S’agissant de la première demande du Nicaragua, la Cour examine en particulier les points
de vue opposés exprimés par les Parties dans des déclarations faites par leurs plus hauts
représentants sur la question de leurs droits respectifs dans les espaces maritimes visés par l’arrêt
de 2012, les incidents mettant en cause des navires ou aéronefs colombiens qui se seraient produits
en mer dans lesdits espaces, et les positions divergentes des Parties par rapport aux implications,

sur l’étendue de leurs espaces maritimes respectifs, du décret colombien portant création d’une
«zone contiguë unique». La Cour note à cet égard que la Colombie ne se défend pas d’avoir
continué à exercer sa juridiction dans les espaces maritimes que le Nicaragua considère comme
siens sur le fondement de l’arrêt de 2012. La Cour déduit de cet examen que, à la date du dépôt de
la requête, il existait un différend relatif à de prétendues violations par la Colombie des droits du
Nicaragua dans les zones maritimes dont celui-ci affirme qu’elles lui ont été reconnues par l’arrêt
de 2012.

S’agissant de la seconde demande du Nicaragua, la Cour relève que rien dans les éléments de
preuve produits ne laisse entendre que le Nicaragua avait indiqué que la Colombie avait manqué à
ses obligations au titre du paragraphe 4 de l’article 2 de la Charte des Nations Unies ou du droit
international coutumier en matière de recours à la menace ou à l’emploi de la force.

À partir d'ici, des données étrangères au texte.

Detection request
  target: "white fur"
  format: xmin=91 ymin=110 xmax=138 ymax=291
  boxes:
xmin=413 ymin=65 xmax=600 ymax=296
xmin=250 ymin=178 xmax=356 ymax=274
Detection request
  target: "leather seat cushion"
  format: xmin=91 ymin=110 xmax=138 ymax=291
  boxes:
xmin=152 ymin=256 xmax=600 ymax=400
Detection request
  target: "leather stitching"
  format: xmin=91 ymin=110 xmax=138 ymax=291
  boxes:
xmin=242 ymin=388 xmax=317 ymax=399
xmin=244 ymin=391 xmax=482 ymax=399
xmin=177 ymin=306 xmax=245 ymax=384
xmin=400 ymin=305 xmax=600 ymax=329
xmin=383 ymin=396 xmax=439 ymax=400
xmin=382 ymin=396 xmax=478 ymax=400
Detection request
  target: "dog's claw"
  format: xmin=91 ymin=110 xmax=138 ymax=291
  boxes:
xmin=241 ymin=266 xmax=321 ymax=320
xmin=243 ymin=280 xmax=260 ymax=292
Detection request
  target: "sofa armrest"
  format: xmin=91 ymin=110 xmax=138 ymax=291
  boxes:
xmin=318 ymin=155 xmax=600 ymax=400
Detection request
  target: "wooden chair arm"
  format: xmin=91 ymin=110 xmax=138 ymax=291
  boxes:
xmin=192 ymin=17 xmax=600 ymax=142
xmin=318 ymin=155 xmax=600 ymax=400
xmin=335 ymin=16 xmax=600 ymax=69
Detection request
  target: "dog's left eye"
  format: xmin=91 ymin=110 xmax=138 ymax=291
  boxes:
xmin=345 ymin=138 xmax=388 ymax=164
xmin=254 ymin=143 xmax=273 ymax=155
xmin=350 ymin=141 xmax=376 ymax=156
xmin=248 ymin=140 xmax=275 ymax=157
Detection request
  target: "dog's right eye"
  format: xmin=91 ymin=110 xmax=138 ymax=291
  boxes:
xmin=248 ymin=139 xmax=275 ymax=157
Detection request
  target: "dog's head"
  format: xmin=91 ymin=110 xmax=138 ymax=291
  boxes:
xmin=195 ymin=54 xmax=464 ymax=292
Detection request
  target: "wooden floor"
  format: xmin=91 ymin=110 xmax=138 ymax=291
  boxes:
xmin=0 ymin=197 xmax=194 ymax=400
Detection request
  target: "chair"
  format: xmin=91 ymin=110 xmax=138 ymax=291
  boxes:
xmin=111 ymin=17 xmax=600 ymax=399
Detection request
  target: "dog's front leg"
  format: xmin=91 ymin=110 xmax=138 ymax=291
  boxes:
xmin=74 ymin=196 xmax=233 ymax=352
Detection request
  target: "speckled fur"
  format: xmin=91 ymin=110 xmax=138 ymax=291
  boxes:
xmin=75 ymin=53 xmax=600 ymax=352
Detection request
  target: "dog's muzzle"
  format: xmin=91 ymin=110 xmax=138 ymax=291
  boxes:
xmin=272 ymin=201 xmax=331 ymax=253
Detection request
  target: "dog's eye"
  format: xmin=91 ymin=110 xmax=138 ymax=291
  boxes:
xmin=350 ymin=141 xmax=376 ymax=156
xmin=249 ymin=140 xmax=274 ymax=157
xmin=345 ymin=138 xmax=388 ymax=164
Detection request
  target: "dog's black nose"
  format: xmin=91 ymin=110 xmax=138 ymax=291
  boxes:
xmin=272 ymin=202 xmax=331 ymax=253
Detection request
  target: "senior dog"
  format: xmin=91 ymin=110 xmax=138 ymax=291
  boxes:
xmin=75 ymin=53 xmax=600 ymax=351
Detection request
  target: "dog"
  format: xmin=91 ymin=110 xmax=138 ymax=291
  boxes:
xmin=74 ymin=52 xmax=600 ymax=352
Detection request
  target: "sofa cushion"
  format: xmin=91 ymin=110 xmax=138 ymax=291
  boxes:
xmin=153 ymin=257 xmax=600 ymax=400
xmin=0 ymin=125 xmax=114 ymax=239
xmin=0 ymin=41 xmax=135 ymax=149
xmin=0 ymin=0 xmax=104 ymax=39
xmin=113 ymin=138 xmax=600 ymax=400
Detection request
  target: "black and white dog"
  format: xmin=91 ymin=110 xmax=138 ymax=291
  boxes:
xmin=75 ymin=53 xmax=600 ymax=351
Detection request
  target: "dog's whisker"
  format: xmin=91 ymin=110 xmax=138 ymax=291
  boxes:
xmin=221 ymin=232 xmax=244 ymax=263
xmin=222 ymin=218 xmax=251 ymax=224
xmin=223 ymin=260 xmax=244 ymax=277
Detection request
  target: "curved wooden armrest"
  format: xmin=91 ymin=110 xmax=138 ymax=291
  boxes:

A la lumière des considérations qui précèdent, la Cour considère que la deuxième exception

préliminaire de la Colombie doit être rejetée en ce qu’elle a trait à la première demande du
Nicaragua, et accueillie en ce qu’elle a trait à la seconde.

3. T ROISIÈME EXCEPTION PRÉLIMINAIRE

Par sa troisième exception, la Colombie affirme que la Cour n’a pas davantage de

compétence au titre du pacte de Bogotá parce qu’au moment du dépôt de la requête, les Parties
n’étaient pas d’avis que le prétendu différend «ne pou[v]ait être résolu au moyen de négociations
directes suivant les voies diplomatiques ordinaires». Or, il s’agit là, selon la Colombie, d’une
condition exigée par l’article II du pacte pour recourir aux procédures de règlement des différends
établies dans celui-ci.

La Cour recherche si les éléments de preuve soumis démontrent que, à la date du dépôt de la

requête du Nicaragua, aucune des deux Parties ne pouvait soutenir de manière plausible que le
différend qui les opposait pouvait être résolu au moyen de négociations directes. Elle constate que
si, par divers échanges qu’ont eus leurs chefs d’Etat depuis le prononcé de l’arrêt de 2012, l’une et
l’autre des Parties avaient indiqué être prêtes à engager un dialogue pour examiner certaines
questions soulevées par la Colombie conséquemment à l’arrêt, l’objet des négociations différait de - 4 -

l’objet du différend. En outre, rien dans le dossier n’indique que les Parties avaient envisagé, ou

étaient en mesure, de tenir des négociations en vue de régler le différend en question.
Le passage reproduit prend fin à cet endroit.